La domanda giudiziale di rivalutazione contributiva per esposizione ad amianto deve essere preceduta, a pena di improponibilità rilevabile anche d’ufficio in ogni stato e grado del giudizio, da quella amministrativa rivolta all’ente competente a erogare la prestazione previdenziale, da individuarsi nell’INPS. E’ il principio ribadito dalla Cassazione nell’ordinanza n. 9230/2021.

Gli Ermellini si sono pronunciati sul ricorso di un cittadino che si era visto respingere in sede di merito la domanda volta a conseguire la rivalutazione contributiva per i periodi di lavoro in cui era stato esposto ad amianto, ex art. 13, I. n. 257/1992.

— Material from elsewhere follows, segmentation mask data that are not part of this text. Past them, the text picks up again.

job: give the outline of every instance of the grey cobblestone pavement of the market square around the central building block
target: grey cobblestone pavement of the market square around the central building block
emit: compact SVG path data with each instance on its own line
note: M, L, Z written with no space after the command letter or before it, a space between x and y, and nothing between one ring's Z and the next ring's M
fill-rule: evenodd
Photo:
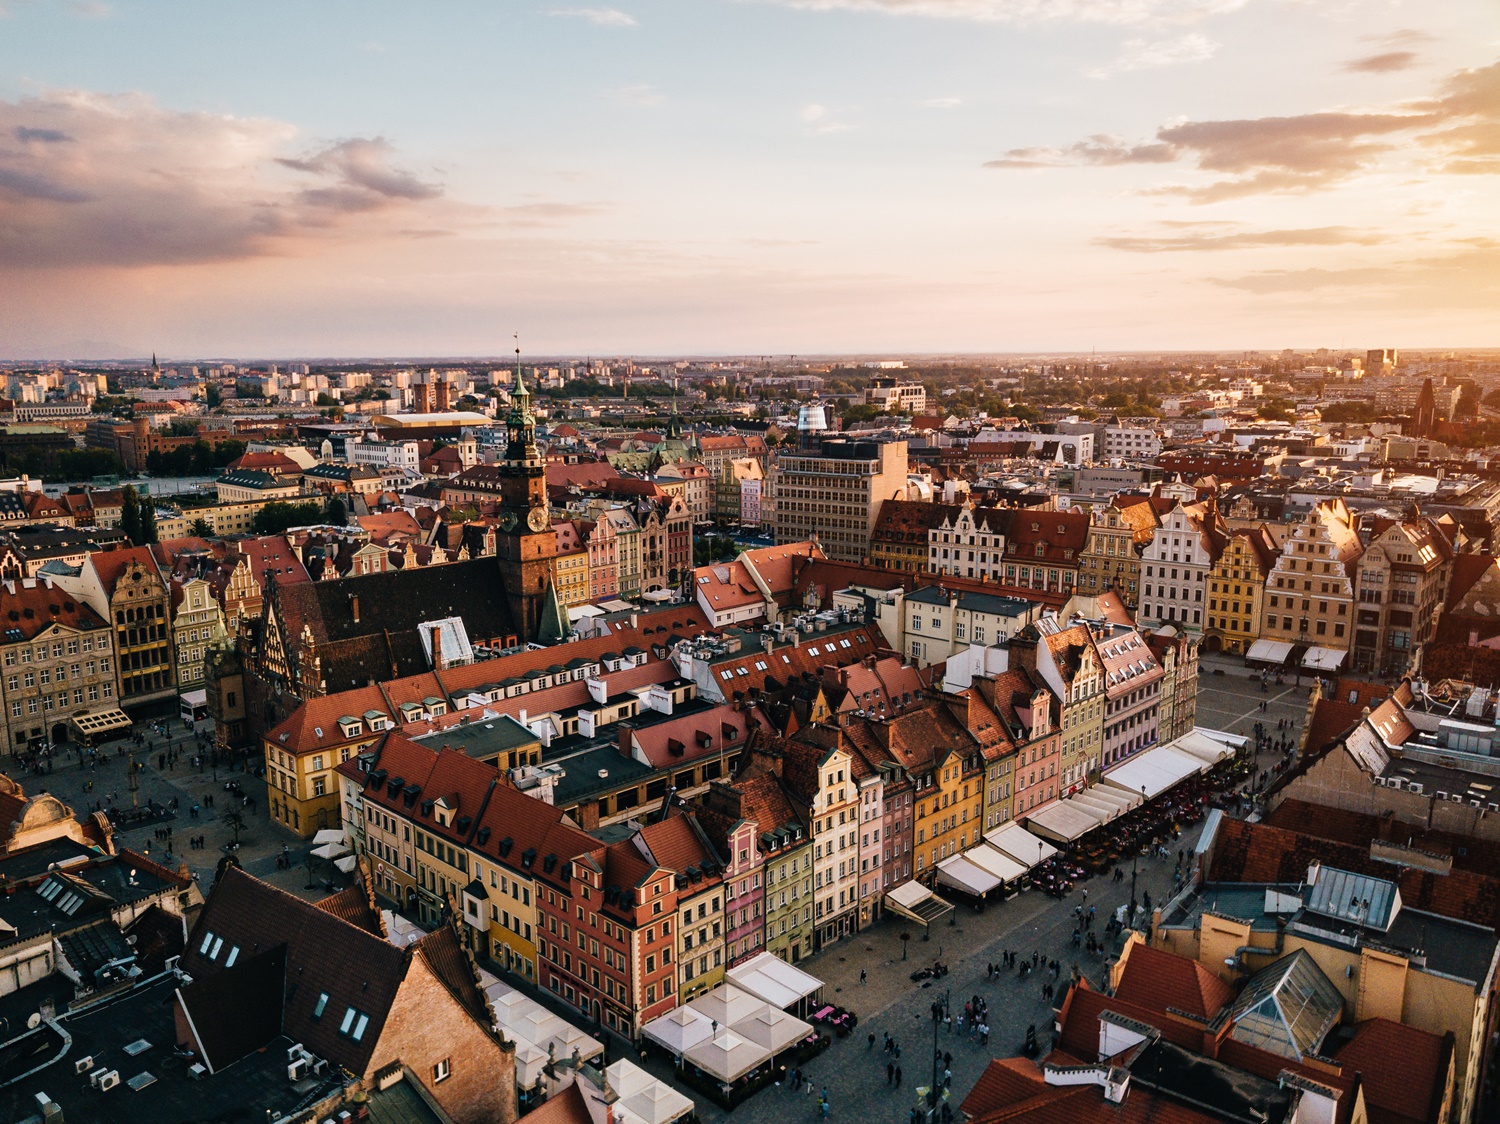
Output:
M1214 675L1212 668L1224 668L1224 675ZM1212 729L1227 729L1239 734L1251 734L1256 720L1264 722L1275 734L1278 719L1288 719L1296 723L1294 729L1282 731L1292 737L1300 734L1306 713L1306 687L1290 684L1276 687L1274 683L1266 693L1260 692L1258 678L1251 678L1238 660L1220 657L1204 659L1206 674L1200 677L1197 723ZM1260 710L1262 699L1268 710ZM294 842L279 830L272 827L267 816L264 786L254 773L236 770L218 770L208 767L195 768L189 764L194 753L194 735L183 729L180 722L172 722L171 746L182 752L180 759L166 770L159 768L159 753L166 749L166 741L160 735L150 735L154 749L138 750L146 768L138 776L140 803L147 800L165 803L177 797L180 810L177 819L171 822L174 842L172 864L186 860L189 869L198 876L204 891L213 881L213 867L225 852L225 846L232 837L226 816L230 812L231 794L224 789L226 782L238 782L255 800L254 807L238 807L244 818L240 828L242 846L238 849L243 866L258 878L274 882L284 890L303 897L318 899L328 893L328 864L322 860L304 861L310 845ZM206 728L207 723L202 723ZM57 767L42 776L22 776L28 792L50 791L69 803L76 812L86 813L94 801L104 803L110 794L118 806L129 806L130 797L126 785L124 756L118 755L122 743L110 743L105 749L108 758L98 768L81 770L76 756L64 755ZM1272 767L1280 758L1276 753L1262 753L1258 765ZM93 786L88 788L88 782ZM216 807L210 809L204 801L214 797ZM200 806L198 819L192 819L189 809ZM1180 848L1191 848L1197 839L1198 828L1184 833L1176 843ZM204 834L207 845L202 849L184 849L184 836ZM134 851L148 852L156 860L165 858L165 843L154 837L153 827L134 828L118 834L122 845ZM290 869L276 864L278 855L286 846L291 857ZM1152 902L1166 900L1172 890L1172 860L1138 860L1137 888L1149 893ZM310 885L310 888L309 888ZM334 882L334 885L342 885ZM1084 888L1088 896L1084 897ZM1029 980L1022 981L1014 972L1005 972L998 978L987 974L988 963L999 963L1004 950L1014 950L1020 956L1030 956L1035 950L1041 957L1060 962L1058 990L1066 981L1072 966L1090 977L1095 983L1104 975L1110 957L1095 957L1071 944L1076 924L1074 908L1092 905L1096 908L1096 930L1102 930L1107 915L1130 900L1131 884L1130 870L1124 882L1110 882L1107 878L1092 878L1070 893L1062 900L1054 900L1040 891L1026 891L1008 902L990 903L982 914L972 908L960 906L948 921L940 921L930 935L924 935L921 926L888 917L876 923L872 929L858 933L840 944L802 962L802 966L825 981L824 998L850 1007L860 1016L860 1026L848 1038L834 1038L831 1047L807 1064L807 1077L813 1092L806 1089L792 1094L786 1086L766 1088L735 1109L736 1121L752 1121L759 1124L784 1124L788 1119L816 1119L818 1094L828 1089L832 1118L906 1121L910 1107L916 1103L916 1088L926 1086L933 1076L933 1022L930 1007L934 998L948 996L951 1004L962 1010L966 999L974 995L988 1002L990 1013L990 1043L981 1046L970 1038L968 1028L960 1032L957 1025L951 1031L938 1031L938 1049L951 1053L951 1103L957 1109L958 1101L969 1091L990 1058L1012 1056L1020 1052L1026 1028L1035 1026L1038 1041L1046 1050L1053 1032L1053 1002L1042 998L1041 987L1052 980L1047 972L1036 972ZM910 941L903 948L900 935L908 932ZM1118 950L1118 942L1110 945L1110 951ZM950 966L950 974L936 981L914 983L910 972L920 966L930 965L940 959ZM860 983L861 968L867 972L867 983ZM528 989L530 990L530 989ZM548 1005L552 996L538 995ZM566 1008L558 1008L567 1016ZM578 1022L578 1014L570 1016ZM594 1028L585 1028L594 1029ZM898 1089L886 1083L886 1062L892 1061L882 1052L882 1035L890 1032L900 1043L902 1085ZM868 1035L874 1034L873 1049ZM627 1043L614 1035L609 1038L609 1058L621 1056ZM664 1058L652 1053L646 1061L646 1068L658 1077L672 1080L672 1065ZM939 1074L944 1065L939 1065ZM720 1124L730 1113L717 1107L694 1089L681 1082L674 1083L698 1103L699 1118L705 1124Z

L’uomo, nel ricorrere davanti alla Suprema Corte, denunciava violazione e falsa applicazione dell’art. 7, I. n. 533/1973, in relazione all’art. 13, I. n. 257/1992, nonché omessa, insufficiente e contraddittoria motivazione su un punto decisivo per la controversia, per avere la Corte di merito ritenuto l’improponibilità della domanda giudiziale per mancata presentazione all’INPS della preventiva domanda amministrativa, reputando irrilevante la domanda amministrativa da lui previamente proposta all’INAIL.

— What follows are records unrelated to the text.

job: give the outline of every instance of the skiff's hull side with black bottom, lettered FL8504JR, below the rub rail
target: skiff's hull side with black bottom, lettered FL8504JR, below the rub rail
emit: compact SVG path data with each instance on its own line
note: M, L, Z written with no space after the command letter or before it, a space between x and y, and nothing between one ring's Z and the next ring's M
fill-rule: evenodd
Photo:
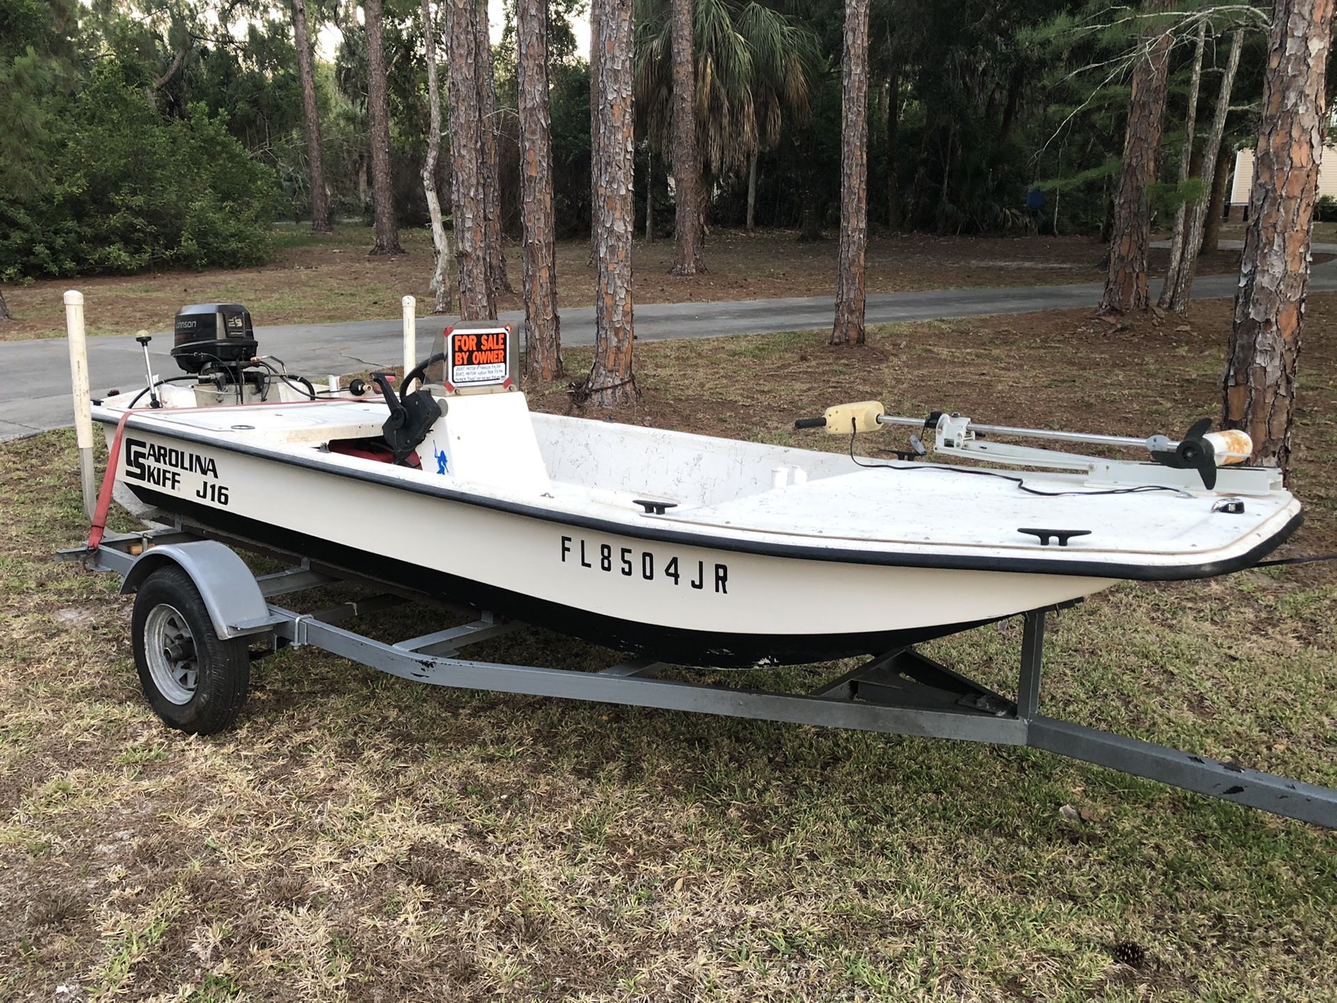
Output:
M147 508L357 574L663 661L869 654L1115 579L763 555L666 543L340 477L136 431L120 485ZM176 451L172 453L171 451ZM136 479L140 453L179 460ZM187 459L189 457L189 459ZM226 493L219 496L219 485ZM412 562L393 555L413 555Z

I Giudici del palazzaccio hanno ritenuto infondata la doglianza proposta chiarendo altresì che, al fine di evitare l’improponibilità della domanda giudiziale, non rileva la circostanza dell’avvenuta presentazione della domanda all’INAIL, stante la diversità funzionale di tale adempimento, volto esclusivamente a fornire al lavoratore la prova dell’esposizione all’amianto, rispetto all’onere di presentazione della domanda amministrativa all’INPS, che è preordinato al sorgere dell’obbligo dell’ente previdenziale di provvedervi.